Home UpLittle Missouri Badlands
The Little Missouri River flows north to join the Missouri proper. This has become bigtime fracking country, but these pictures were taken in the 1990s, when things were still quiet, and where the badlands weren't good for much except grazing and tourists.
We're just east of the badlands here. The country doesn't look especially dry, but the pattern of fallow and stubble is a reminder of the dryfarming technology that helped settle it: rainwater percolates into the fallow earth, where a "dust mulch" is supposed to keep the moisture stored for the next year. A crop can then be grown on two years' worth of moisture.
An antidote to loneliness.
Cultivated land extends to the very break of the plains.
Sometimes, it's rough pasture that gives way to the even rougher badlands.
Even within the badlands, there are patches of prime ranch country, especially along the river.
At some other spots there's more forest than range.
Soft material carved by erosion in a country so dry that vegetation can't take hold enough to stabilize the surface. That's the definition of badlands.

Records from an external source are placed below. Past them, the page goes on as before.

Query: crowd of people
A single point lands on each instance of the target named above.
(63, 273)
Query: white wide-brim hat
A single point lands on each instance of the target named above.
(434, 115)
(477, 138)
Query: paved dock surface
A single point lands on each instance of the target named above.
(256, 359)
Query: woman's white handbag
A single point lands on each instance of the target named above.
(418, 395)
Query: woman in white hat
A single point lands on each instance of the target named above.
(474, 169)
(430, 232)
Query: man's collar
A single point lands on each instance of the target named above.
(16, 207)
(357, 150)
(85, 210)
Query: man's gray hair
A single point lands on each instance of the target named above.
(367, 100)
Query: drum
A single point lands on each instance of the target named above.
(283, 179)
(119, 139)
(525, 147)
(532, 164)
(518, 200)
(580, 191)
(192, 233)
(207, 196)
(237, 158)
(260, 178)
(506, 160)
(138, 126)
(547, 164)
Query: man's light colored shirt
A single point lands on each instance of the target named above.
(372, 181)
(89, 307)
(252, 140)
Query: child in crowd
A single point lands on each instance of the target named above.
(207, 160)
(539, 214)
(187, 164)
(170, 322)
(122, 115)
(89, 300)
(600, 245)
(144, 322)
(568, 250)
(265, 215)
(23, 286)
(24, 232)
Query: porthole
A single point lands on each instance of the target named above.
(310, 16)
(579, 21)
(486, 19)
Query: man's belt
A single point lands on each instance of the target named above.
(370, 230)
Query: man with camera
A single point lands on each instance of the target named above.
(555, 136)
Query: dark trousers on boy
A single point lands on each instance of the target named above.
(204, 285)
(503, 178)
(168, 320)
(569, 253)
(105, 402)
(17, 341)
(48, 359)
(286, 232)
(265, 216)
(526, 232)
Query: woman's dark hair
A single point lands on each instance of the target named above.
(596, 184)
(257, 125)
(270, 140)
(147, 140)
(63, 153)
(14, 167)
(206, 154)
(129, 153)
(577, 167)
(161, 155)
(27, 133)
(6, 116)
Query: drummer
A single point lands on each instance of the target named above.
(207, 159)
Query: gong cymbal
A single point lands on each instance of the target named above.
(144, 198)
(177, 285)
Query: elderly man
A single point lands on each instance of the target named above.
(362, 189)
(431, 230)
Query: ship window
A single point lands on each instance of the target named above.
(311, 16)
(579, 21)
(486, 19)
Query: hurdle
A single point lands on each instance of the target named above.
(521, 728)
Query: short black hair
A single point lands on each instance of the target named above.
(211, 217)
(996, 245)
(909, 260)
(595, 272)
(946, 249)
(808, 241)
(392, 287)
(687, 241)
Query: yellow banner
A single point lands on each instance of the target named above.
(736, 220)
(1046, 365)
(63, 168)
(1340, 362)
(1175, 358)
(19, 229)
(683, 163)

Graze here and the risk of rangeland degradation is high.
The federal government bought a lot of this land back from homesteaders in the 1930s, and this acquired land is now administered by the U.S. Forest Service. It hasn't won a lot of friends among local ranchers, who graze the land under restrictive permits, but the national grasslands have done a lot to improve the health of the range.
Water is as important here as fencing and grass seeding, because cattle congregate at water points, natural or artificial. A lot of money has been spent developing water points and then limiting grazing around each, mostly by fencing.
Like most of the Great Plains, these badlands don't see a lot of visitors. Maybe it's just as well, because most of the people out here like it empty.